Monthly Archives: August 2014

Writing your query letter

One of the most daunting tasks an author will ever face is writing the query letter for their novels. Personally, I hate them. They rank somewhere between ripping off my fingernails and walking on broken glass in my “how much do I like doing this” category. I’ve learned over the years that by following a few rules, the process is a lot less stressful. Here’s what I’ve learned. Feel free to add your own rules in the comments section.

1. Keep it simple. Don’t try to be too cutsie with your query. Keep it short, sweet, simple, and to the point.

2. Write in the present tense. Most agents/publishers prefer present tense in queries. Hedge your bets and write in the present.

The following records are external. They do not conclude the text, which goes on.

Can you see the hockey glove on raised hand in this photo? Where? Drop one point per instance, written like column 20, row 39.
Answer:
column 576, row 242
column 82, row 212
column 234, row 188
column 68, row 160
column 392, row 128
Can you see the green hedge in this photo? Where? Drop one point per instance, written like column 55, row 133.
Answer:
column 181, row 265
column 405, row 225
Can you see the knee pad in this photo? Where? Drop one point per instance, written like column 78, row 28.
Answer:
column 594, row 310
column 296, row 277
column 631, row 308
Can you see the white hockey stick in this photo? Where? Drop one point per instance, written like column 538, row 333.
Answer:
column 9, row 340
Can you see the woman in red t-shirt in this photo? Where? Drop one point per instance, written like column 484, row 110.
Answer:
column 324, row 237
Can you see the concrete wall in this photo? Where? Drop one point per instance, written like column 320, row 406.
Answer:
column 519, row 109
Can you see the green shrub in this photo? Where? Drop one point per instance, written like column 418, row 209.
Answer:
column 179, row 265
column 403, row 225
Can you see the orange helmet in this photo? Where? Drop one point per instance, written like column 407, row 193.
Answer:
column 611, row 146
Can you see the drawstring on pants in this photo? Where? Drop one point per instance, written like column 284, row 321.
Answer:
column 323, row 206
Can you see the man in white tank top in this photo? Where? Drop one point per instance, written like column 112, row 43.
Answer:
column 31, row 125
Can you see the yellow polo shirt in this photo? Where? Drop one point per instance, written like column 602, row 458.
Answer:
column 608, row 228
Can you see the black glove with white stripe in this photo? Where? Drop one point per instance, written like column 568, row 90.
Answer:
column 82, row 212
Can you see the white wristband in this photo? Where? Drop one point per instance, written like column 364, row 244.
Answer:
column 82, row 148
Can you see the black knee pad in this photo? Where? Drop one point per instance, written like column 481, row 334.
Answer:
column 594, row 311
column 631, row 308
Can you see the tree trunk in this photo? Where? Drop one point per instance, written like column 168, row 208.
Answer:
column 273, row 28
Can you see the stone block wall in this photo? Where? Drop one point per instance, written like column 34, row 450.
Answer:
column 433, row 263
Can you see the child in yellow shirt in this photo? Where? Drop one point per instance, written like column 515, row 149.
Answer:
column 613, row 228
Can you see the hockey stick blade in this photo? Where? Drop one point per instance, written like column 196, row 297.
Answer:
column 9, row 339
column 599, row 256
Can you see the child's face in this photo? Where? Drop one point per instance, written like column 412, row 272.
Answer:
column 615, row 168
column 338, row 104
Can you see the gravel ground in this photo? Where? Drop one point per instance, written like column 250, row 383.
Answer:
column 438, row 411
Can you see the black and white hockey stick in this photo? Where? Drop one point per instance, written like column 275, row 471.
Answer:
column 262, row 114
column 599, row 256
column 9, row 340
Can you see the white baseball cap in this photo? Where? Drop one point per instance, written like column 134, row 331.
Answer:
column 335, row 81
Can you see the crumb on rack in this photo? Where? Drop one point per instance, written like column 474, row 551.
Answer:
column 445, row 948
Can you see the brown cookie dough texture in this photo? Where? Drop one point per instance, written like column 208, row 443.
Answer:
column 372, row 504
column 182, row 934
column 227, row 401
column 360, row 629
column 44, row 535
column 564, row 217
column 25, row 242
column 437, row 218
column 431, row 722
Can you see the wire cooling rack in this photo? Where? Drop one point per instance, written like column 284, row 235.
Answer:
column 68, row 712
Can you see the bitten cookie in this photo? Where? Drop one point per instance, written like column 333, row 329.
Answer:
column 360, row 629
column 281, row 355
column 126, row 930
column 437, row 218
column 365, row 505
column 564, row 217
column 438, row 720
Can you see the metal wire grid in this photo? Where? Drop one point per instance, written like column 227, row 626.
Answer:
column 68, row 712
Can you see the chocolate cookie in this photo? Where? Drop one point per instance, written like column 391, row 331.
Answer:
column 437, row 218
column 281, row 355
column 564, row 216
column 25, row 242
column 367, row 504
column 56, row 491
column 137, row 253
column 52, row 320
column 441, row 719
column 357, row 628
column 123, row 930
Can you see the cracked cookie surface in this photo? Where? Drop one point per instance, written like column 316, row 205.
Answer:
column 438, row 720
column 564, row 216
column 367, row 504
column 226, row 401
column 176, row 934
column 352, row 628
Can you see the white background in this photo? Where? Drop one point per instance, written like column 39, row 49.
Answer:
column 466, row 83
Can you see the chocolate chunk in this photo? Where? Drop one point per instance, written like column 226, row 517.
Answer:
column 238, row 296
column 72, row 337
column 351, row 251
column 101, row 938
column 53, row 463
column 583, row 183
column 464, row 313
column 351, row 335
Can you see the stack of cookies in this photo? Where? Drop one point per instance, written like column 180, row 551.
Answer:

3. Visit Query Shark website and READ, STUDY, AND LEARN. This is beyond a doubt the best site there is for helping with a query.

4. Who is your protagonist? What do they want? What’s stopping them from achieving their goals? What are their ultimate consequences? This step is the most important when writing your query. If you can’t answer these questions, it’s not the query that’s the problem, it’s the story.

5. Don’t name a bunch of characters. Try to name no more than two characters in your query. One is preferred, two is okay, three is stretching it, four or more…NO, NO, NO!

6. Open the query with a great hook! You have one shot to catch an agent’s/ publisher’s attention. Don’t kill that shot with a weak or non-existent hook.

7. Don’t ever (and I mean ever) open a query with a rhetorical question. What if…? Would you…? How long…? Agents tend to HATE rhetorical questions. Don’t blow your one chance by opening with one.

8. Try to keep the query at 250 words or less. Long queries, bored agents, slush pile.

9. Don’t put your book’s title, genre, word count, etc. in the first paragraph unless specifically requested by an agent. Most agent’s want this stuff at the end. Keep it in the last paragraph along with your writing creds. if you have any.

10. NEVER EVER address the query to an agent or publisher with Dear Agent. Use their name. How would you like it if they answered you with Dear Writer, Your query stinks. Sincerely, Dear Agent?

11. Do your research! Find out which agents/publishers are accepting queries in your book’s genre, then find out which specifically want stories like yours. Also, read the agent’s bio. Learn who you are querying!

12. Check for spelling, grammar or other errors. This is your query letter! For pete’s sake check the damned thing before you send it to agents.

That’s about it. If you think of anything I’ve forgotten, feel free to add.